Java: How can I compile an entire directory structure of code ?

The use case is simple. I got the source files that were created using Eclipse. So, there is a deep directory structure, where any Java class could be referring to another Java class in the same, child, sibling or parent folder.

How do I compile this whole thing from the terminal using javac ?


You have to know all the directories, or be able to use wildcard ..

javac dir1/*.java dir2/*.java dir3/dir4/*.java dir3/dir5/*.java dir6/*src/*.java

With Bash 4+, you can just enable globstar

shopt -s globstar

and then do

javac **/*.java

If all you want to do is run your main class (without compiling the .java files on which the main class doesn't depend), then you can do the following:

cd <root-package-directory>
javac <complete-path-to-main-class>

or

javac -cp <root-package-directory> <complete-path-to-main-class>

javac would automatically resolve all the dependencies and compile all the dependencies as well.
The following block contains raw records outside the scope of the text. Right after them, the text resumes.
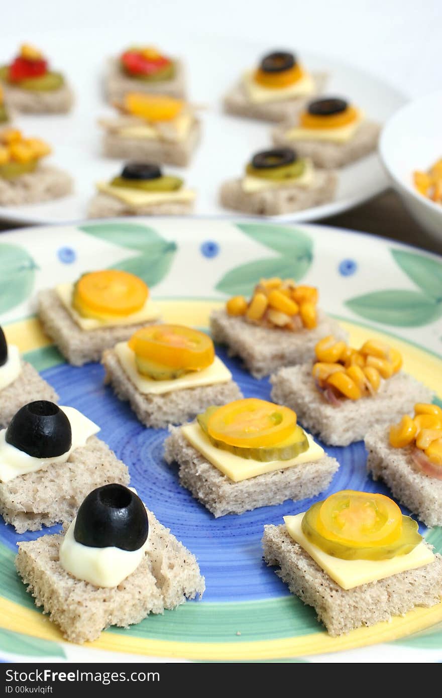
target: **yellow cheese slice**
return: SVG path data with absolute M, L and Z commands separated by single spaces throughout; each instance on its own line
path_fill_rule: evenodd
M 300 454 L 296 458 L 288 461 L 268 461 L 263 463 L 261 461 L 253 461 L 249 458 L 241 458 L 228 451 L 216 448 L 205 434 L 198 422 L 182 426 L 182 431 L 193 448 L 204 456 L 209 463 L 223 473 L 225 475 L 234 482 L 263 475 L 265 473 L 273 473 L 274 470 L 285 470 L 294 466 L 301 466 L 303 463 L 311 463 L 318 461 L 324 455 L 324 450 L 319 444 L 314 441 L 310 434 L 306 436 L 309 440 L 309 448 L 304 453 Z
M 185 388 L 226 383 L 232 378 L 232 374 L 227 366 L 216 356 L 213 364 L 202 371 L 192 371 L 172 380 L 154 380 L 138 373 L 135 353 L 127 342 L 119 342 L 114 350 L 128 378 L 144 395 L 162 395 L 175 390 L 184 390 Z
M 431 549 L 422 541 L 408 553 L 391 560 L 341 560 L 325 553 L 306 538 L 301 528 L 304 513 L 294 517 L 284 517 L 286 528 L 290 536 L 304 548 L 320 567 L 343 589 L 353 589 L 370 581 L 385 579 L 406 570 L 428 565 L 434 559 Z
M 286 131 L 286 138 L 289 140 L 323 140 L 332 143 L 346 143 L 353 138 L 363 119 L 362 112 L 359 112 L 358 119 L 339 128 L 302 128 L 296 126 Z
M 315 180 L 315 172 L 313 163 L 310 159 L 306 158 L 305 168 L 300 177 L 295 177 L 293 179 L 265 179 L 264 177 L 253 177 L 251 174 L 246 174 L 241 182 L 242 191 L 247 193 L 254 193 L 257 191 L 268 191 L 269 189 L 286 189 L 290 184 L 293 186 L 302 186 L 303 188 L 311 188 Z
M 97 182 L 96 188 L 103 194 L 108 194 L 134 208 L 154 204 L 189 203 L 195 200 L 196 193 L 191 189 L 178 189 L 177 191 L 143 191 L 130 187 L 112 186 L 105 181 Z
M 74 308 L 72 307 L 72 294 L 73 283 L 59 283 L 55 287 L 55 292 L 60 301 L 67 310 L 75 322 L 87 332 L 91 329 L 98 329 L 101 327 L 115 327 L 121 325 L 138 325 L 140 322 L 150 322 L 158 320 L 161 313 L 159 306 L 147 299 L 141 310 L 124 318 L 111 318 L 108 320 L 96 320 L 95 318 L 82 318 Z
M 189 135 L 193 120 L 193 114 L 186 112 L 176 119 L 164 122 L 167 127 L 167 137 L 165 129 L 164 133 L 162 133 L 161 124 L 159 124 L 157 126 L 154 123 L 143 124 L 141 121 L 139 125 L 121 126 L 118 129 L 118 135 L 122 138 L 135 138 L 140 140 L 164 139 L 182 142 Z
M 314 80 L 309 73 L 304 73 L 297 82 L 288 87 L 264 87 L 253 80 L 254 70 L 244 73 L 242 83 L 251 102 L 256 104 L 265 102 L 279 102 L 283 99 L 304 97 L 313 94 L 316 90 Z

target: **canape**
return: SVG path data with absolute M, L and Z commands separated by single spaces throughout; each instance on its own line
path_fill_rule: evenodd
M 337 185 L 334 172 L 317 170 L 292 148 L 274 148 L 256 153 L 244 177 L 225 181 L 219 201 L 234 211 L 279 216 L 332 201 Z
M 183 179 L 163 174 L 158 165 L 128 163 L 121 174 L 96 184 L 89 218 L 115 216 L 185 216 L 193 209 L 195 191 Z
M 191 105 L 165 95 L 130 92 L 115 106 L 118 116 L 99 121 L 105 156 L 189 165 L 200 134 Z
M 215 517 L 314 497 L 339 467 L 292 410 L 264 400 L 212 406 L 170 431 L 166 462 L 178 464 L 181 484 Z
M 179 424 L 210 405 L 242 396 L 203 332 L 152 325 L 105 351 L 105 382 L 146 426 Z
M 0 431 L 0 514 L 15 530 L 71 521 L 87 493 L 129 474 L 95 435 L 100 427 L 73 407 L 38 400 Z
M 84 274 L 75 283 L 40 291 L 38 315 L 46 334 L 73 366 L 100 361 L 105 349 L 160 317 L 142 279 L 119 269 Z
M 65 114 L 73 104 L 73 94 L 61 73 L 52 70 L 40 51 L 29 44 L 20 47 L 9 65 L 0 67 L 8 105 L 28 114 Z
M 313 359 L 315 346 L 331 332 L 347 334 L 319 310 L 318 289 L 293 279 L 263 279 L 248 302 L 235 296 L 210 315 L 214 341 L 226 344 L 252 376 L 261 378 L 283 366 Z
M 264 559 L 329 634 L 439 603 L 442 556 L 388 497 L 346 490 L 265 526 Z
M 418 403 L 414 413 L 368 432 L 367 468 L 426 526 L 442 526 L 442 410 Z
M 329 336 L 315 353 L 313 364 L 270 377 L 272 398 L 296 410 L 301 423 L 325 443 L 347 446 L 399 419 L 415 402 L 431 401 L 429 388 L 401 370 L 400 352 L 384 342 L 369 339 L 357 350 Z
M 277 126 L 273 142 L 296 148 L 325 170 L 342 168 L 376 151 L 381 126 L 360 109 L 337 97 L 310 102 L 290 121 Z
M 50 152 L 40 138 L 25 138 L 15 128 L 0 130 L 0 206 L 38 204 L 71 193 L 69 174 L 41 163 Z
M 8 344 L 0 327 L 0 429 L 6 429 L 21 407 L 36 400 L 58 401 L 54 388 Z
M 111 103 L 133 91 L 182 99 L 186 94 L 184 66 L 152 46 L 132 46 L 110 60 L 105 89 Z
M 266 121 L 286 121 L 321 92 L 325 73 L 310 73 L 288 51 L 273 51 L 246 70 L 224 98 L 228 114 Z
M 195 556 L 118 483 L 90 492 L 63 533 L 20 542 L 15 566 L 71 642 L 140 623 L 205 589 Z

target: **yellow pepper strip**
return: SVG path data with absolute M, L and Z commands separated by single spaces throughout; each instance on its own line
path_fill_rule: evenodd
M 390 428 L 390 443 L 394 448 L 404 448 L 415 438 L 418 428 L 409 416 L 405 415 L 399 424 Z
M 316 308 L 314 303 L 306 301 L 300 306 L 300 315 L 302 324 L 307 329 L 313 329 L 318 324 Z
M 337 341 L 332 334 L 329 334 L 318 342 L 315 351 L 318 361 L 333 364 L 339 360 L 345 349 L 345 342 Z
M 428 448 L 425 449 L 425 454 L 432 463 L 442 466 L 442 438 L 432 441 Z
M 233 296 L 228 300 L 226 309 L 229 315 L 244 315 L 247 310 L 247 301 L 244 296 Z
M 351 400 L 359 400 L 361 396 L 361 392 L 355 381 L 343 371 L 332 373 L 327 379 L 327 383 Z
M 366 365 L 378 371 L 383 378 L 390 378 L 393 375 L 393 367 L 386 359 L 378 359 L 376 356 L 367 356 Z
M 364 376 L 371 386 L 371 389 L 377 392 L 381 385 L 381 375 L 372 366 L 364 366 L 362 369 Z
M 439 405 L 433 405 L 427 402 L 417 402 L 414 406 L 415 415 L 436 415 L 442 417 L 442 409 Z
M 300 311 L 300 306 L 295 301 L 288 298 L 281 290 L 274 288 L 269 293 L 269 305 L 275 310 L 280 310 L 281 313 L 286 313 L 287 315 L 297 315 Z
M 267 296 L 263 293 L 256 293 L 252 298 L 246 313 L 249 320 L 260 320 L 267 310 Z
M 416 446 L 425 451 L 432 441 L 442 438 L 442 429 L 421 429 L 416 438 Z

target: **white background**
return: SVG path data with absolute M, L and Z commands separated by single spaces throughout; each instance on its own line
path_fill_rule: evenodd
M 0 39 L 22 34 L 41 43 L 45 31 L 75 29 L 81 52 L 82 30 L 133 28 L 134 39 L 154 43 L 170 27 L 172 34 L 246 38 L 344 59 L 411 96 L 442 86 L 440 0 L 2 0 L 0 6 Z M 84 31 L 84 40 L 91 36 Z

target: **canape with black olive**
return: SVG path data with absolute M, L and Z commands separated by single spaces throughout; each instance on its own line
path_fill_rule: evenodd
M 244 175 L 224 182 L 220 202 L 227 209 L 260 216 L 278 216 L 331 201 L 337 178 L 316 170 L 309 158 L 292 148 L 256 153 Z
M 9 344 L 0 327 L 0 429 L 5 429 L 17 410 L 34 400 L 57 402 L 58 395 L 38 371 Z
M 127 628 L 204 592 L 195 556 L 135 490 L 115 482 L 93 490 L 64 530 L 21 542 L 15 565 L 71 641 L 94 640 L 109 625 Z
M 183 179 L 163 174 L 158 165 L 128 163 L 121 174 L 96 184 L 89 217 L 112 216 L 182 216 L 193 208 L 195 192 Z
M 109 60 L 105 89 L 111 104 L 134 91 L 182 99 L 186 96 L 184 68 L 179 59 L 153 46 L 131 46 Z
M 193 105 L 165 94 L 133 91 L 113 106 L 117 116 L 98 121 L 106 157 L 189 165 L 201 131 Z
M 51 153 L 40 138 L 25 138 L 16 128 L 0 130 L 0 206 L 20 206 L 71 193 L 72 179 L 41 161 Z
M 296 148 L 319 168 L 341 168 L 376 150 L 381 127 L 356 105 L 340 97 L 311 101 L 273 132 L 279 147 Z
M 91 488 L 127 484 L 126 466 L 73 407 L 38 400 L 0 431 L 0 514 L 19 533 L 70 521 Z
M 22 44 L 18 55 L 0 67 L 8 103 L 28 114 L 64 114 L 70 112 L 73 94 L 62 73 L 50 69 L 41 51 Z
M 287 121 L 322 91 L 325 73 L 309 73 L 289 51 L 272 51 L 246 70 L 224 98 L 228 114 L 267 121 Z

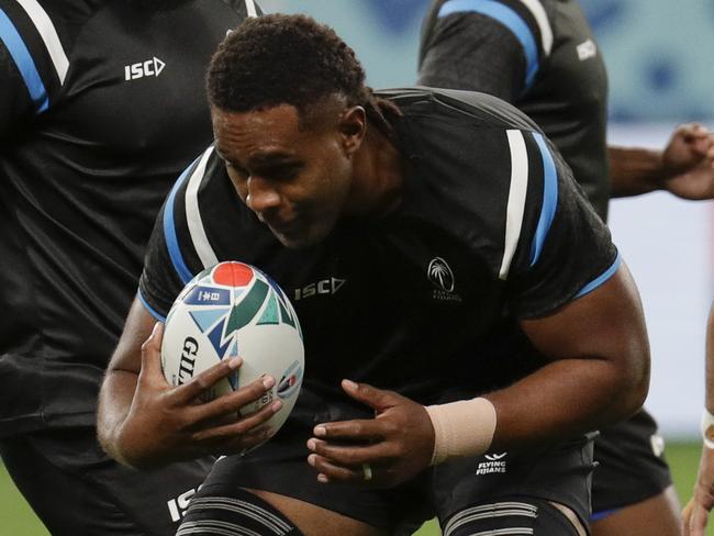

I would take Jon's suggestion and use Ant, since this is a pretty complex task.

However, if you are determined to get it all in one line in the Terminal, on Linux you could use the find command. But I don't recommend this at all, since there's no guarantee that, say, Foo.java will be compiled after Bar.java, even though Foo uses Bar. An example would be:

find . -type f -name "*.java" -exec javac {} \;

If all of your classes haven't been compiled yet, if there's one main harness or driver class (basically the one containing your main method), compiling that main class individually should compile most of project, even if they are in different folders, since Javac will try to the best of its abilities to resolve dependency issues.